Modelling of GO/PPy/CB and rGO/PPy/CB nanocomposite supercapacitors using an electrical equivalent circuit

In this study, supercapacitor device performances of graphene oxide (GO), reduced graphene oxide (rGO), polypyrrole (PPy), and ternary nanocomposites of GO, PPy, and carbon black (CB) as GO/PPy/CB and rGO/PPy/CB were firstly prepared using the in situ polymerization method. The obtained composite materials were characterized by scanning electron microscopy energy-dispersive X-ray (SEM-EDX), Fourier-transform infrared-attenuated transmission reflectance (FTIR-ATR), X-ray diffraction (XRD), thermal gravimetric analysis (TGA), atomic force microscopy (AFM), Brunauer-Emmett-Teller (BET) surface area analysis, cyclic voltammetry (CV), galvanostatic charge-discharge (GCD), and electrochemical impedance spectroscopic (EIS) methods.
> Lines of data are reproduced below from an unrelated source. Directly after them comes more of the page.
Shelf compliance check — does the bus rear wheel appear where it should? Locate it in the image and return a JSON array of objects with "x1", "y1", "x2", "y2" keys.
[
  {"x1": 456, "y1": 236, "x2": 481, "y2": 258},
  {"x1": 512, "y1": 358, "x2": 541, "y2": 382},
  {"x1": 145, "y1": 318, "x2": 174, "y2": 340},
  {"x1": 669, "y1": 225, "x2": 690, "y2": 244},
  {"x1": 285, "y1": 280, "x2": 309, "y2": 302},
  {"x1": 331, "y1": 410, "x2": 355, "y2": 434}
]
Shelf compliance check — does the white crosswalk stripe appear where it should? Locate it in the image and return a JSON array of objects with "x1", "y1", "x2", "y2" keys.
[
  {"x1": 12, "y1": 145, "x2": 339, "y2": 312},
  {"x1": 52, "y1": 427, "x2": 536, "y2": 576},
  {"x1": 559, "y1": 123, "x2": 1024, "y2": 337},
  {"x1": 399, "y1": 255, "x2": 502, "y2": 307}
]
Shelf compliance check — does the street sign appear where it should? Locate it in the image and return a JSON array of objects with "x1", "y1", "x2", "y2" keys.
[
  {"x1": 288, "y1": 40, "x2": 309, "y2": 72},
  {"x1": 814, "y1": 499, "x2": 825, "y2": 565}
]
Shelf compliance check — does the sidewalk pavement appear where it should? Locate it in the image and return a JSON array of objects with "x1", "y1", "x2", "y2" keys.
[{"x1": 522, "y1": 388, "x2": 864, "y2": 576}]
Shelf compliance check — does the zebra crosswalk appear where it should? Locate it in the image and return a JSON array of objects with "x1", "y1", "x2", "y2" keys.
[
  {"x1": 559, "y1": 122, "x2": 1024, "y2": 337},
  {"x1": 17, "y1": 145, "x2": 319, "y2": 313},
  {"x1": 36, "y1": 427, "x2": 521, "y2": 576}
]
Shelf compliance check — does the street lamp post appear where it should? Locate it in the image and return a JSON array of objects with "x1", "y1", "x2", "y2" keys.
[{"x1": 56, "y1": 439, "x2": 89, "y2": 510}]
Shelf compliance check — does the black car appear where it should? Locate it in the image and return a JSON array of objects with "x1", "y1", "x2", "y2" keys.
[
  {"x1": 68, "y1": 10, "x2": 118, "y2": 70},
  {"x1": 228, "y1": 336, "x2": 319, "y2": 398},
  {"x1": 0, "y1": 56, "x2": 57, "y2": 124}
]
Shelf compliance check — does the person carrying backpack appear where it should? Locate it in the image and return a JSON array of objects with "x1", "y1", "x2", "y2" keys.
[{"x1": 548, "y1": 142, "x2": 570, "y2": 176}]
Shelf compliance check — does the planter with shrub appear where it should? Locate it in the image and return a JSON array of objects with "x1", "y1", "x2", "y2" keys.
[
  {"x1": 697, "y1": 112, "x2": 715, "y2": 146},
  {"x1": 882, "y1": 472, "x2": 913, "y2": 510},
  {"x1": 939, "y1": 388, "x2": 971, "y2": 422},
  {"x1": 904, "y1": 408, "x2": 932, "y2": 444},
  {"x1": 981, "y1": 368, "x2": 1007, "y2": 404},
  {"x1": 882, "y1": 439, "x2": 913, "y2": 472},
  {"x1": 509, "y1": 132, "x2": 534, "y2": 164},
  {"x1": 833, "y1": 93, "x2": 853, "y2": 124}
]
The highest specific capacitance (C-sp) of the rGO/PPy/CB nanocomposite was obtained as C-sp = 39, 48, and 27.86 F x g(-1) by three methods of CV, GCD, and EIS, respectively. Two equivalent circuit models of R-s(CdlRct) and LRs(QR(ct)) were presented to compare equivalent circuit parameters. Theoretical and experimental values are compatible with each other.